明治15年9月18日 香取郡長大須賀庸之助が、千葉県令船越衛あて伊能忠敬の贈位を申請
明治15年9月29日 佐野は、東京地学協会にて講演し忠敬の贈位と偉功碑建設を提案
明治15年12月20日 千葉県令から太政大臣あて贈位上申
明治16年1月 東京地学協会会頭能久親王から太政大臣あて贈位上奏
明治16年2月27日 伊能忠敬に正四位の贈位

 ちなみに千葉県令船越衛は、明治3年、佐野と兵部省で一緒であり、東京地学協会には忠敬の弟子、箱田良助の子・榎本武揚が創立者として参画しています。

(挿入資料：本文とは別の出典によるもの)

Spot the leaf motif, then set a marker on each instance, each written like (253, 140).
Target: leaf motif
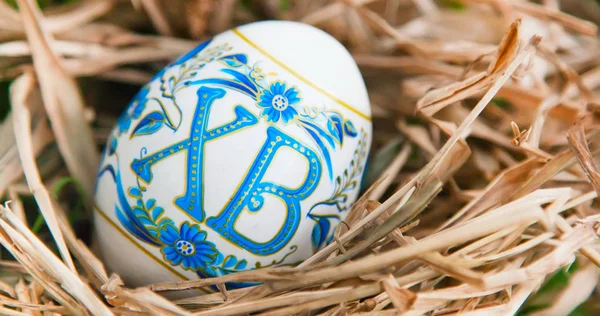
(236, 60)
(334, 125)
(150, 124)
(349, 129)
(146, 221)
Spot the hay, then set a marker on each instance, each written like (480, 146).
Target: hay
(481, 186)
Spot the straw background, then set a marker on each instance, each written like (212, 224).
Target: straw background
(480, 197)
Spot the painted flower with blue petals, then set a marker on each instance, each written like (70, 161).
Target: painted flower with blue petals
(134, 110)
(278, 103)
(187, 247)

伊能図は、 国家のために役立ったのはもちろんのことですが、贈位には「故伊能忠敬地学の偉功を追賞して位階を贈る」(『公文類聚第七編』国立公文書館)とされ、明治10年代までは、 公家や明治維新の功労者・精神的支柱となった人たちにしか贈られていなかったのが、忠敬のように科学的な理由による贈位は初めてのことといって良いでしょう。

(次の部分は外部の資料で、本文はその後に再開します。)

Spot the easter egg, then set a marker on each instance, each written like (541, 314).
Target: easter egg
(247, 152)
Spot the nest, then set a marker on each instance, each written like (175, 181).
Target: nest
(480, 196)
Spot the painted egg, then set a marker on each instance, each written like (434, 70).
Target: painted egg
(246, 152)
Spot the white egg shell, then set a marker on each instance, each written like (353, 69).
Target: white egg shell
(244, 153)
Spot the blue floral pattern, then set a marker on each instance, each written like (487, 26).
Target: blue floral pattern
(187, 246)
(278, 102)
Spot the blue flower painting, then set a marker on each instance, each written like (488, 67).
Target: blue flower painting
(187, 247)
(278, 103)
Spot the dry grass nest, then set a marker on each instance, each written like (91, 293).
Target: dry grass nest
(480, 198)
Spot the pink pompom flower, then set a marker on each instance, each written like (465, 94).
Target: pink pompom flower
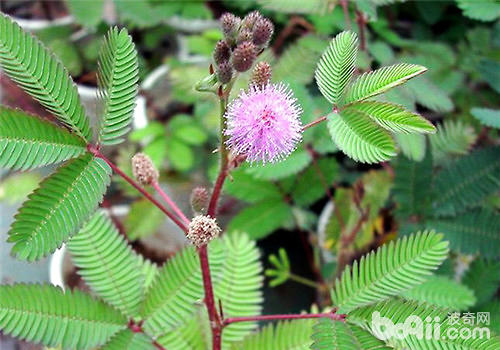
(264, 123)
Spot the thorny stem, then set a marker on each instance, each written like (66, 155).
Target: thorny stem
(331, 315)
(170, 202)
(95, 151)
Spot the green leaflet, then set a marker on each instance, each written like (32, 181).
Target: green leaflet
(40, 74)
(336, 66)
(334, 335)
(359, 137)
(286, 335)
(128, 340)
(390, 270)
(393, 117)
(453, 138)
(45, 314)
(170, 305)
(379, 81)
(108, 265)
(467, 181)
(259, 220)
(59, 207)
(117, 77)
(44, 144)
(412, 186)
(444, 292)
(472, 232)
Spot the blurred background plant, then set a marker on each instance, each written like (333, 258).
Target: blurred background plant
(318, 210)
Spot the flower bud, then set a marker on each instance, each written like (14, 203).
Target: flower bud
(202, 229)
(244, 35)
(199, 199)
(261, 74)
(224, 72)
(143, 169)
(222, 52)
(230, 24)
(243, 56)
(262, 31)
(251, 19)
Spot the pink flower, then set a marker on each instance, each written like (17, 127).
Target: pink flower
(264, 123)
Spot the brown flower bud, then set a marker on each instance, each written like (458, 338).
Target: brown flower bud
(224, 72)
(143, 169)
(230, 24)
(202, 229)
(250, 19)
(199, 199)
(261, 74)
(262, 31)
(222, 52)
(243, 56)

 さらに佐野は、東京地学協会による偉功碑建設に向けて奔走することとなります。明治16年10月、宮内省から建設費の一部として100円を得て、最終的には明治22年4,392円をもって東京芝公園丸山に偉功碑を建設しました。 その後戦争中の金属回収により撤収されましたが、昭和43年同協会は、新しく石碑を建立しました。佐野と伊能家とはその後も親しく交流があり、明治24年頃には、忠敬から数えて4代あと(景文)の三女が東京の佐野家に行儀見習いにあがっています。

等身大の忠敬の実像―「伊能忠敬記念館」

 忠敬が全国的にその名が知れ渡るのは、教科書に登場してからです。明治19年『小学読本』掲載後20種以上、明治20年『修身』掲載後40種以上掲載されました。そしてついに、 全国唯一同一の内容である、国定教科書に明治37年から昭和20年まで『修身』において「勤勉」「迷信を避けよ」「師を敬え」という徳目のなかで現在の4年生時に教えられていきました。 戦後も、「道徳」に取り上げられ、また今では、社会科(6年生)において学ぶべき歴史上の人物42人の1人として、学校教育に登場しています。

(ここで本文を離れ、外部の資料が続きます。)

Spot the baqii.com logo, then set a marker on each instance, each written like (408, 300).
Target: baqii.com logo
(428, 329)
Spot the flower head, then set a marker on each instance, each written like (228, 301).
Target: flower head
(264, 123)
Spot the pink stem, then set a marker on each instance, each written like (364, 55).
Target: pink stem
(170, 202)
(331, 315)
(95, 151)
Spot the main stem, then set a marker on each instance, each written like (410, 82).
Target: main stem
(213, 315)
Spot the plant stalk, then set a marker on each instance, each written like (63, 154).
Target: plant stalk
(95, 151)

 伊能図及び忠敬については、明治以降各種書籍が出版され、戦前までは「偉人」として、現在は50歳を過ぎてから第二の人生を生きたとして「生涯学習の先人」、または「ウォーキングの先駆け」のように語られ、 話題とされていますが、偉業の大きさに比べて詳細な部分では、実はわからないことが多く謎に満ちているというのが実際です。

 私が勤務する伊能忠敬記念館では、少しでも忠敬の実像に迫りたく、偉人忠敬ではなく等身大の人間忠敬として捉え、資料の管理・研究・教育普及などに取り組んでいます。